These trials highlight the increasing importance of PDO-guided treatment decision-making from a clinical perspective. The combination of functional drug screening, molecular profiling, AI-assisted analysis, and multi-omics characterization offers attractive opportunities to increase therapeutic precision, reduce treatment inefficiency, and accelerate personalized oncology [134]. While early applications are limited largely to epithelial-derived cancers, recent developments, including trials involving brain tumor organoids, demonstrate the growing extension of organoid platforms to central nervous system malignancies, hematological cancers, and rare tumor subtypes.

6. Regenerative Oncology: Dual Role of Stem Cells

Regenerative oncology is an emerging area that emphasizes the two-faced identity and behavior of stem cells in cancer treatment [135]. CSCs turn into cancerous tumor cells, but healthy stem cells participate in the repair of tissues injured by aggressive treatments for malignant disease. So, targeted therapeutic elimination of CSCs is required to prevent tumor recurrence without harming normal stem cells, enabling successful post-treatment tissue repair. In 3D organoid models, we can test drugs that remove tumor cells along with their precursor stem cells, while preserving normal stem cells, which are crucial for regeneration.

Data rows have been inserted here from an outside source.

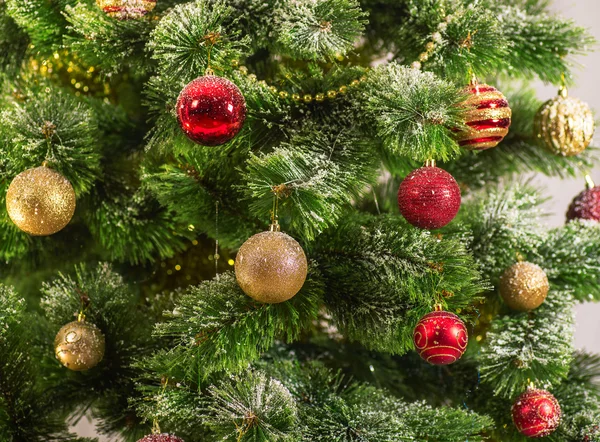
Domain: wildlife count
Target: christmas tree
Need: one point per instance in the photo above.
(240, 220)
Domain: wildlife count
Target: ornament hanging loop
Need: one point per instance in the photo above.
(275, 227)
(563, 91)
(589, 182)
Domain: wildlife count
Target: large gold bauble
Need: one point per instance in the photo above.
(79, 345)
(271, 267)
(40, 201)
(564, 125)
(524, 286)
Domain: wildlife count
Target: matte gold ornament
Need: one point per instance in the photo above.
(271, 266)
(126, 9)
(524, 286)
(79, 345)
(564, 125)
(40, 201)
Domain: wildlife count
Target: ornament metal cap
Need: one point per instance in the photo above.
(589, 182)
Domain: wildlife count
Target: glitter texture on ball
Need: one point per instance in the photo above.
(536, 413)
(524, 286)
(586, 205)
(440, 338)
(40, 201)
(564, 125)
(488, 118)
(211, 110)
(126, 9)
(79, 345)
(429, 198)
(271, 267)
(164, 437)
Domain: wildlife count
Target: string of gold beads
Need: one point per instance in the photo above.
(300, 97)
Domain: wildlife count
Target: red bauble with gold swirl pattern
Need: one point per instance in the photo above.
(536, 413)
(488, 117)
(440, 338)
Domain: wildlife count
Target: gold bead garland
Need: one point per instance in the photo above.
(300, 97)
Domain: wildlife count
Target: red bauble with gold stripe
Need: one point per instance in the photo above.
(440, 338)
(488, 118)
(126, 9)
(536, 413)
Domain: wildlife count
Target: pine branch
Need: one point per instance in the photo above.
(321, 30)
(535, 346)
(316, 176)
(388, 276)
(411, 112)
(105, 43)
(215, 326)
(50, 124)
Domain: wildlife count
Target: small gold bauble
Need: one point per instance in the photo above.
(524, 286)
(564, 125)
(79, 345)
(40, 201)
(271, 267)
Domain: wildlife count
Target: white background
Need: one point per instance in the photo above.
(586, 13)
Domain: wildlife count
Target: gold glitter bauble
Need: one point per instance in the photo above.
(564, 125)
(79, 345)
(524, 286)
(40, 201)
(126, 9)
(271, 267)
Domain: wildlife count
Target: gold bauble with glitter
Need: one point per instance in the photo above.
(271, 266)
(79, 345)
(40, 201)
(126, 9)
(564, 125)
(524, 286)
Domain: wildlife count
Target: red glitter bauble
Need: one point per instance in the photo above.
(440, 338)
(536, 413)
(488, 118)
(429, 198)
(211, 110)
(586, 205)
(164, 437)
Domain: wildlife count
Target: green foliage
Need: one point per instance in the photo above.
(215, 326)
(535, 346)
(181, 43)
(320, 30)
(316, 177)
(104, 42)
(502, 224)
(379, 284)
(252, 407)
(411, 112)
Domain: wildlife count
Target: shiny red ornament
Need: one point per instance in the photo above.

This strategy will enable researchers to develop therapeutics that not only eradicate the “roots” of cancer but also restore a healthy tissue state [136]. By integrating regenerative engineering with cancer biology, organoid platforms can support pangenomic patient care while reducing side effects (Figure 6) [137].

6.1. Targeting Cancer Stem Cells

Cancer treatment is seriously hampered by the existence of CSC, a subset of tumor cells that remain quiescent and resistant to chemotherapy or radiotherapy [138]. Because CSCs constitute a small portion of all cancer cells, common therapies that selectively kill dividing bulk tumor cells and often healthy cells, but cannot effectively eradicate CSCs [139]. That’s why PDTOs have been a key tool in overcoming this resistance, because these models maintain the stemness, hierarchy, and plasticity of tumor cells and closely mimic in vivo. PDTOs are potential models for the discovery of tissue-level CSC markers and drug screening against bulk tumor cells and even resistant CSCs [140]. Recent organoid-based studies have also identified functional plasticity, in which non-CSCs can be redifferentiated to a stem-like state in the tumor microenvironment [141].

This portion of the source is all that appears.